My luteal phase was a totally of sixteen days. Honestly it was a bit of a torture. In a cycle where you know that the chance of a pregnancy is zero, a 16-day luteal phase is inhumanely long. On the 15th day after retrieval, I felt that my muscles were very tense. It didn’t matter how I tried to relax, I was tense. My basal body temperature was below cover line which indicated the imminent arrival of AF. However, there was no sign of blood. The early morning of the 16th day after retrieval, I woke up extra early and started having fears. I started to think: what if my period doesn’t come? What if my period takes forever to come? What if because of its late arrival that there isn’t enough time to do a retrieval and transfer in December before the clinic closes on December 21st? As I lay there, my mind was going crazy, making wild guesses of what might happen if my period delayed coming. Then I thought of what I have been learning at my bible study. This year we have been studying the life of Moses and how God miraculously led the Israelites out of Egypt by parting the Red Sea for them. The Israelites quickly forgot God’s power and deliverance and grumbled and complained about the lack of water and the lack of food. Am I not like the Israelites? God has been faithful and been showing us His power and might by giving us the last two cycles that were like miracles to me. We JUST finished with a cycle that ended up with two good embryos on day two. How could I forget so quickly that God always provides, always has a plan, and is sovereign? With that thought, I prayed for my trust in Him. I got up and went to bootcamp. Still no signs of blood. I was talking to Bob in the car about how I should put my trust in the Lord and learn NOT to be like the Israelites. Once I stepped into the house after the work out, I felt something warm and knew that AF had indeed arrived. What a shame for not trusting the Lord for being in control of every single detail of my life.

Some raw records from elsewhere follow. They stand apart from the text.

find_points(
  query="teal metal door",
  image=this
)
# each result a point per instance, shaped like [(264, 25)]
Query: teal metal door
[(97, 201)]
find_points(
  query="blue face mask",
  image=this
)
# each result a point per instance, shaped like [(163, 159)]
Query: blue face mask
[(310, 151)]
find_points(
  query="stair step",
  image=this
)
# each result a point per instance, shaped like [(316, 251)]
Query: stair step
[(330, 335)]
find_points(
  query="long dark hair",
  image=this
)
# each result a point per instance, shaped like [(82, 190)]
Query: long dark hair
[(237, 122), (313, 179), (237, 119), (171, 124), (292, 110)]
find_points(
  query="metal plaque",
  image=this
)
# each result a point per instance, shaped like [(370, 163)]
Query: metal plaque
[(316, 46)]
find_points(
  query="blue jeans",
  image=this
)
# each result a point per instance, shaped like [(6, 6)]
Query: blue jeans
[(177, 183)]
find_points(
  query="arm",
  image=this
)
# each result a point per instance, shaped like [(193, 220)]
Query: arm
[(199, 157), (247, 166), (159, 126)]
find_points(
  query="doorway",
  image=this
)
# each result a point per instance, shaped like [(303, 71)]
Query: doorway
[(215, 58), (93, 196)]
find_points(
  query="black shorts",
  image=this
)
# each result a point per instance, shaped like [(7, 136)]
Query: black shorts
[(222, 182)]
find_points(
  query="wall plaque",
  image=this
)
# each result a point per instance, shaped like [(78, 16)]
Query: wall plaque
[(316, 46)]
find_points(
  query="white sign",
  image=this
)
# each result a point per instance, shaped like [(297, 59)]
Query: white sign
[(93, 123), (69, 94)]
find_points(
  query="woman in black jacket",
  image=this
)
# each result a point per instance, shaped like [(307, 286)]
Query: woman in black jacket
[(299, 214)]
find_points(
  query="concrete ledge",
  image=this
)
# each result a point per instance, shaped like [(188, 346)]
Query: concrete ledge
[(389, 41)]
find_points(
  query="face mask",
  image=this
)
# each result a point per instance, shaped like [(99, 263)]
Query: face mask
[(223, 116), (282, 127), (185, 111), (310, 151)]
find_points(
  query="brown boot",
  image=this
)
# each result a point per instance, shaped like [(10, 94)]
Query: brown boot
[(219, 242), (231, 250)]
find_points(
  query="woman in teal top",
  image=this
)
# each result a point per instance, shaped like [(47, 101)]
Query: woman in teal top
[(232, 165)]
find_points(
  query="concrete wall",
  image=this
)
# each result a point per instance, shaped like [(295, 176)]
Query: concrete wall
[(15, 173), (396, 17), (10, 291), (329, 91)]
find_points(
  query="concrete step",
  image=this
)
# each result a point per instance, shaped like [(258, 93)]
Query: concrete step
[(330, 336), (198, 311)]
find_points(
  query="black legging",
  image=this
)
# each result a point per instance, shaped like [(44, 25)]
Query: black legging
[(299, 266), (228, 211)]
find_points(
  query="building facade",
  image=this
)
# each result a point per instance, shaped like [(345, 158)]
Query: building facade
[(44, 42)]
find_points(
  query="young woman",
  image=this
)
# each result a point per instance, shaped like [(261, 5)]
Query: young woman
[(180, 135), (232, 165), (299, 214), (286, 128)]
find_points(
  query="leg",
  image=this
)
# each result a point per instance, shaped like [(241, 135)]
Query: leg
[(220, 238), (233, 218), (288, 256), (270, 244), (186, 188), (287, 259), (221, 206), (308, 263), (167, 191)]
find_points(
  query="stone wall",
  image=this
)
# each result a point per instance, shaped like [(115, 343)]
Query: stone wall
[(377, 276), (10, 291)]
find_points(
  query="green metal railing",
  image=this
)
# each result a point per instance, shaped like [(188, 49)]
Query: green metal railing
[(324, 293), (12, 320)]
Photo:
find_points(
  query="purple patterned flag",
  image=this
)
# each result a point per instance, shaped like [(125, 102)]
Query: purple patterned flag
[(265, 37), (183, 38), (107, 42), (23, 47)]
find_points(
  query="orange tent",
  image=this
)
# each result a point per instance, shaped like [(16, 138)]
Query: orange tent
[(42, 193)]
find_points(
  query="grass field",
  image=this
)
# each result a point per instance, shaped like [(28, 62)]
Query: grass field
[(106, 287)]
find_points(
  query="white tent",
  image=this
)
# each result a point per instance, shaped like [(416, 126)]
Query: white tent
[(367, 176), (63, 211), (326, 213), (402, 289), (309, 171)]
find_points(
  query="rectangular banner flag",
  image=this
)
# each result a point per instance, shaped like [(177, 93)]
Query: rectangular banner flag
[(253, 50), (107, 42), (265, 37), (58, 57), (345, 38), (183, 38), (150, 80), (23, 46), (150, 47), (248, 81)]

Where did the panic come from? Well, after I reported cycle day one to my clinic, a letter from the billing department was emailed to me. It included the fee schedule for this cycle, which was quoted over $1000 higher than what we had been paying. When I got it, I was immediately panicking. I was very upset that there was a rate hike. I quickly sent Bob a message to let him know and he started panicking and getting upset. I mean… we can afford the extra $1000. But everything is tight. We have been trying so hard to save up money for donor egg cycles so every single dollar counts. We have already paid out a lot of money to make this baby. Any extra amount would just stir a huge emotional reaction from us. I emailed the billing coordinator and asked for an explanation. Then I read the letter and the itemized fee schedule in more details. It actually stated that it was for a fresh mini-IVF cycle with ICSI, embryo thaw, and transfer. But we are NOT doing a transfer this month. I realized that there was miscommunication between my nurse and the billing coordinator. Bob was very relieved that we didn’t have to pay that extra $1000. Indeed when I went in for my baseline appointment today, I paid the original amount that was the same as the previous two cycles. I was happy that I caught the error.
However, we were happy too soon. Tonight I got another email from the patient coordinator saying that the fees that I have been paying for the last two cycles and this cycle have been misquoted by the billing coordinator. She erroneously quoted an amount that was $563 less than what we were supposed to pay. In other words, we owe the clinic $563 for each cycle, which comes to a total of $1689. The patient coordinator said that the amount she gave me in August was the right one. The subsequent amount that I was asked to pay was wrong. How would I know? Every time I went in, I just paid whatever amount that I was asked for. I would have no idea that it wasn’t the right amount. It’s just wrong that we’re paying for the mistake that they made. No wonder so many online reviews trash the billing department at this clinic. Imagine those people who can only save up just enough money for these cycles and all of a sudden are asked to pay up extra because of the mistakes of the clinic. But out panic shows that we still don’t put our 100% trust in the Lord that He will provide and that ultimately everything will be fine. Like I said, money matter stirs up a lot of raw emotions.
Anyhow, to end on a happy note, my scan went very well. This was the first time that Bob couldn’t come to a scan with me ever since we switched clinic. I am very grateful that he has been able to come, so I was okay with him staying at work. I like it that it was the nurse practitioner that has been doing all of my monitoring scans. Very relieved to see NO cysts anywhere on my ovaries. The antral follicle count has been the same for this cycle as the last two cycles: one on the right and three on the left. I saw Dr. No Nonsense in the hallway. I told him about the scan and he gave me a high five. Never high-fived an RE before. I started 100mg of Cl.omid tonight. The 7th IVF cycle begins. Let’s see if the follicles will do their magic.